By night, playing music is a party.
But as a day job – promoting shows, drafting contracts, booking tours – music is kind of a drag for Jim Boyd.
After all, he got into the business because he likes rockin’ out, not because he’s passionate about budgeting, scheduling and negotiating with lawyers.
Music is supposed to be fun, and when it became so serious, Boyd burned out and backed off. However, during his hiatus, the award-winning singer-songwriter took a job that had nothing to do with music, and in the end that’s what led him back to writing and performing songs again.
“It got to the point where I was the manager and booking agent and it turned into 95 percent business and 5 percent music and I just didn’t feel like doing anything for a while,” said Boyd, who won five national Native American Music Awards, including artist of the year in 2006.
“Lately, doing this other work has made music fun again. I love my day job. It took away all of the business end of the music.”
Boyd, a Colville tribal member, works during the day as a facilitator for the Arrow Lakes Aboriginal Society on the Colville Reservation, where he deals with historical research and negotiating with lawyers.
“I do a lot of interviewing, documenting, and I helped create the website, the lawyers are just there to get in the way,” he said.
One of his main issues is helping to attain title rights in British Columbia for his tribe, which at one point was considered extinct by the Canadian government.
His work inspired Boyd to quietly release an album last year called “Voices from the Lakes,” a collection of traditional songs with cedar flute player Brian Phillips.
It’s drastically different from the last album he recorded before his hiatus, the blues-rockin’ “Harley High,” designed as a promotion with Harley-Davidson motorcycles. It was a fully amplified record with guitars, keyboards, backup singers and a host of hired guns, and all of the songs are about motorcycles.
When things turned bad with the economy, the album was shelved indefinitely by Harley-Davidson, Boyd said, until he put it out on his own Thunderwolf Records in January.
In the midst of all of this, the “band’s niece,” Tawnya Phillips (Brian’s daughter), was diagnosed with and succumbed to cancer. She was 13 when she died in December.

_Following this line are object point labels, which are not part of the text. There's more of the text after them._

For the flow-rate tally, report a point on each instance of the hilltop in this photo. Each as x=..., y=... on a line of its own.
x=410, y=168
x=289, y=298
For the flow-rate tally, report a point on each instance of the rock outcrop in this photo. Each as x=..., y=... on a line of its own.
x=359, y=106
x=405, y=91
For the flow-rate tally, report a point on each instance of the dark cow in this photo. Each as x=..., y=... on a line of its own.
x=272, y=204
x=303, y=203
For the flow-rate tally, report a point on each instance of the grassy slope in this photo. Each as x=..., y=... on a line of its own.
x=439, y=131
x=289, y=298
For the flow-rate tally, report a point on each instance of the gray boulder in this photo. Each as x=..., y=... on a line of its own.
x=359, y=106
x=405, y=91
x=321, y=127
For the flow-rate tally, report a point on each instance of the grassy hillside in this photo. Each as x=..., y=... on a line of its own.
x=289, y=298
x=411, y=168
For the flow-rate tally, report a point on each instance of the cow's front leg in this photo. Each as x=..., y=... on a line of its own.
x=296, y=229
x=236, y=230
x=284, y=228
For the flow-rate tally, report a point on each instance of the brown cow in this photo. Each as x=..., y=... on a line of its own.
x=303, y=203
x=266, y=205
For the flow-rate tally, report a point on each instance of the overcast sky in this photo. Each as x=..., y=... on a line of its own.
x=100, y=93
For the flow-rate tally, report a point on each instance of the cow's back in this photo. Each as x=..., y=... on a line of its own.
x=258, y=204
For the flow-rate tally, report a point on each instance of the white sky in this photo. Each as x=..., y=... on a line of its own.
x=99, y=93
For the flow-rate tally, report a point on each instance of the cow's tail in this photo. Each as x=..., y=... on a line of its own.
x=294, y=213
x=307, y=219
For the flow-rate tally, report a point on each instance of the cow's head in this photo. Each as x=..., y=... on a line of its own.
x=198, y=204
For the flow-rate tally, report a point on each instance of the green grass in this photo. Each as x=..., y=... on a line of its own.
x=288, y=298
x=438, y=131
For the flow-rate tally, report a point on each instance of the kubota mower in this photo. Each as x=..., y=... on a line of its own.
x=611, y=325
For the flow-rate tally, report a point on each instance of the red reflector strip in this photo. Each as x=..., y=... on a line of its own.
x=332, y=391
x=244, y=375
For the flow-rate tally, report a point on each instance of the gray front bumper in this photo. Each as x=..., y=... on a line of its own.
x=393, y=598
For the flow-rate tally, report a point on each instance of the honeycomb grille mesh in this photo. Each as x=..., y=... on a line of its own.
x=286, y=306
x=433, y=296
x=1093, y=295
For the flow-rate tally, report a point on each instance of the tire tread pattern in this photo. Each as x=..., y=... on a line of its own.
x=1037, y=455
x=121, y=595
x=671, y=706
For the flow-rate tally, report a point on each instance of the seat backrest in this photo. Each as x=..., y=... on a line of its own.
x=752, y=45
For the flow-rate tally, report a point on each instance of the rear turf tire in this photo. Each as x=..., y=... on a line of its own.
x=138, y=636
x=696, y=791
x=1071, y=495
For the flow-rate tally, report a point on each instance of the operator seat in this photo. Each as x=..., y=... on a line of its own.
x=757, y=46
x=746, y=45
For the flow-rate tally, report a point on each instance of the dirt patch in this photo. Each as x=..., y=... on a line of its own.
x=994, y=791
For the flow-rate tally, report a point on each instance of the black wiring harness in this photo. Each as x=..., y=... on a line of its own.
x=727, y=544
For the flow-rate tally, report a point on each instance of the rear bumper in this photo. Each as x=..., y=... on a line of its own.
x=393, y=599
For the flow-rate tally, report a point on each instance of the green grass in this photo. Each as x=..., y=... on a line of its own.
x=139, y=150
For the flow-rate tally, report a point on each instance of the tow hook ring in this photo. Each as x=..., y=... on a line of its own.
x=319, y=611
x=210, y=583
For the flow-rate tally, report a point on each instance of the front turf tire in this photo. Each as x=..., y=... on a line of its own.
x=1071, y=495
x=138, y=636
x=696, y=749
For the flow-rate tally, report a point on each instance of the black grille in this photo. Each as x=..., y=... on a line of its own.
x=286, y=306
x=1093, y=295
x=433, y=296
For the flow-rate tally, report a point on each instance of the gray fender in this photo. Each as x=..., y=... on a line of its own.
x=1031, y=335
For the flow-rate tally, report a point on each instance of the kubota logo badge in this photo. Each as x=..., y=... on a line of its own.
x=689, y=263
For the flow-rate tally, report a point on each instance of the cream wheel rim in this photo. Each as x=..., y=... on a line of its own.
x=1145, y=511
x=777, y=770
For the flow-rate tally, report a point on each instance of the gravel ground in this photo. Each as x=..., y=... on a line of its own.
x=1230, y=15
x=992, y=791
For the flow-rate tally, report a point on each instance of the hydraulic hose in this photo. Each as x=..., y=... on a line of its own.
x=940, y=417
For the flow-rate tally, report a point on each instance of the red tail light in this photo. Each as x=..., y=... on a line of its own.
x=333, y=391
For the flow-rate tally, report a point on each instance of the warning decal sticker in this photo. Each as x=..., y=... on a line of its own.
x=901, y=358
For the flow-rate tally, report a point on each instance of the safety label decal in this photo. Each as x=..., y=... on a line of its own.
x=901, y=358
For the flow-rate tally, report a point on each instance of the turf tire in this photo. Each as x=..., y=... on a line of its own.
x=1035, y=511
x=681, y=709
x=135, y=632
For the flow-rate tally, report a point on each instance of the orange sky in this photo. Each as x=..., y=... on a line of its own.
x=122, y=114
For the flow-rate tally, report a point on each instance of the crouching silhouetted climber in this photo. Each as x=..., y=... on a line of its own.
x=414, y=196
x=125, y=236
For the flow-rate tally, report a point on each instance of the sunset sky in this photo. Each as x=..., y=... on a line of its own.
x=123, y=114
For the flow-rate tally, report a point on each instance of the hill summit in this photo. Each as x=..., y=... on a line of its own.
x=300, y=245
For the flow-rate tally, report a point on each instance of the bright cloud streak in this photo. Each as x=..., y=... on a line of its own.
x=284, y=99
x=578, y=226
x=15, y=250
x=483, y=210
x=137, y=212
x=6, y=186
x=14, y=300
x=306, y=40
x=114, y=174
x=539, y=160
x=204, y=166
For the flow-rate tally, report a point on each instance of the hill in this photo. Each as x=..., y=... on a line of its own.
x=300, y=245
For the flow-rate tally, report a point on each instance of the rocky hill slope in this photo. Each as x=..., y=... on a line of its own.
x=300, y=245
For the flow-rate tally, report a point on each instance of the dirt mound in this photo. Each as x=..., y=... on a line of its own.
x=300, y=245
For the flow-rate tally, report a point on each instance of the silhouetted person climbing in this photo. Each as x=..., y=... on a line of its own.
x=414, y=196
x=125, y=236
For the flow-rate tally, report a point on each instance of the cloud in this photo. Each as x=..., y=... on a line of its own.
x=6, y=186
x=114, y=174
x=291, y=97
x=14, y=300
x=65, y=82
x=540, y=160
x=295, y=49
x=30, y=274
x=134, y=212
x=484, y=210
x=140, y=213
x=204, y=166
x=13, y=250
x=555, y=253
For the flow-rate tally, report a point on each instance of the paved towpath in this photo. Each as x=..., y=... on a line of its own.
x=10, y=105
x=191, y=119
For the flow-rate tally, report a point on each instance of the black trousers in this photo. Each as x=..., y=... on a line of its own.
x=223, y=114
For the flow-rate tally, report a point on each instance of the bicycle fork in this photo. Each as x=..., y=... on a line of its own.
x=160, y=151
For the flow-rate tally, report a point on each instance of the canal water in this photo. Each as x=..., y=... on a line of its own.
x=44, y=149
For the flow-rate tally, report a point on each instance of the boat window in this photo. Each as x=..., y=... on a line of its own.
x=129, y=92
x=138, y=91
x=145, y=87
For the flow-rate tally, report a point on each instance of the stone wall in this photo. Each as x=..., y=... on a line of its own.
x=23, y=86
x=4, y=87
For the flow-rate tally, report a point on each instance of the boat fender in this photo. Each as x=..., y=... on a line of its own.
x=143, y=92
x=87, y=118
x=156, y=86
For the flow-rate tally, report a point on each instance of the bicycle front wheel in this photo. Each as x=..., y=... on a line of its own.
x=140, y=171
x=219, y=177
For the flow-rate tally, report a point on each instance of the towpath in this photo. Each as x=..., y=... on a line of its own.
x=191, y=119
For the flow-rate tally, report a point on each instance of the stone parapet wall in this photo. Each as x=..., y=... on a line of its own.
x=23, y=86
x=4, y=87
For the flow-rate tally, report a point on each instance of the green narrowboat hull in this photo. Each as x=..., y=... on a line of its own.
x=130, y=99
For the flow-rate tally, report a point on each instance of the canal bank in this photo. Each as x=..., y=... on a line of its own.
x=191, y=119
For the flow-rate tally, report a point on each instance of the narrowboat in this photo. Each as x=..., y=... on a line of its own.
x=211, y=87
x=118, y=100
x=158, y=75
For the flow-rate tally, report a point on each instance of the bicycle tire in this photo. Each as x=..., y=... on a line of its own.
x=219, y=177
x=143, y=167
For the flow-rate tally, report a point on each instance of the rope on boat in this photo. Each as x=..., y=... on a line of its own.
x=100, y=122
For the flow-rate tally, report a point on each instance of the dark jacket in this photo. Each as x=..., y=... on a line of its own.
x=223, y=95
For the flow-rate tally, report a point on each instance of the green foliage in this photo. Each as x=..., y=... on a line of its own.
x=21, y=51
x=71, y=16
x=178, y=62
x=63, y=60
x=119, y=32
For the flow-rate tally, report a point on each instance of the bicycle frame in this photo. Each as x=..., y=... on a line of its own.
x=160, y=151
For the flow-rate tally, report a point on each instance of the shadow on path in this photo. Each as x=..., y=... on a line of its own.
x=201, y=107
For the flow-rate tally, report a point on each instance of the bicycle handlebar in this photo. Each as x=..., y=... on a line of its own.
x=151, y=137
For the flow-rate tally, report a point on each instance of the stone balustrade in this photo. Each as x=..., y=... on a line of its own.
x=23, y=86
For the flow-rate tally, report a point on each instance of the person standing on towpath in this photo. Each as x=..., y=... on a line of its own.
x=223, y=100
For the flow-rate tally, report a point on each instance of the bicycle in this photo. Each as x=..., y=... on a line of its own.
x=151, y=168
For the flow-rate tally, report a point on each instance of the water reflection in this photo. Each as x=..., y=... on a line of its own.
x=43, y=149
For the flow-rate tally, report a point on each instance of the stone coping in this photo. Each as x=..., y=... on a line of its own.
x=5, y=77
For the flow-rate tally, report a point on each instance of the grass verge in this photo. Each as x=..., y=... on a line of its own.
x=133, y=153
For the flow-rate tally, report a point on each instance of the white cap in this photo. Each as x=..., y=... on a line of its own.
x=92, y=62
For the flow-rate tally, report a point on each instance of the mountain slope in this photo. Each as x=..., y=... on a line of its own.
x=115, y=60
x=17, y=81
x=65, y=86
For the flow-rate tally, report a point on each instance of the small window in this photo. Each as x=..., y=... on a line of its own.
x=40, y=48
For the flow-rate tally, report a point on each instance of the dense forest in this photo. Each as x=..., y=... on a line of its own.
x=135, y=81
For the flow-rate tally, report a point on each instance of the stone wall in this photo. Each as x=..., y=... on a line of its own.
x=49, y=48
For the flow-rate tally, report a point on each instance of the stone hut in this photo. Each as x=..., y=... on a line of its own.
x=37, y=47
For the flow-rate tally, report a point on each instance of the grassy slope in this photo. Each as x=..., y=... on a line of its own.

“She used to call it ‘stupid cancer’ so we decided we were going to do this ‘stupid cancer’ show,” Boyd said. “We didn’t know there was an actual organization with that name. They found us when they heard about the show. And it’s kind of cool because they do stuff with kids, so they decided to go ahead and let us use the name.”
The show is a benefit for the Leukemia & Lymphoma Society.
Since getting the band back together – now a trio with drummer Alfonso Kolb and bassist Eric Arnold – Boyd has been playing various types of music, from “Harley High” – like rock and the traditional style found on “Voices …” to country and “goofy songs that are just nuts.”
“We’re hitting all over the place,” he said. “I don’t know what we’re going to do with it or where it’s going to go. … We’re not sure what we’re going to be when we grow up, but we’re having fun with it.”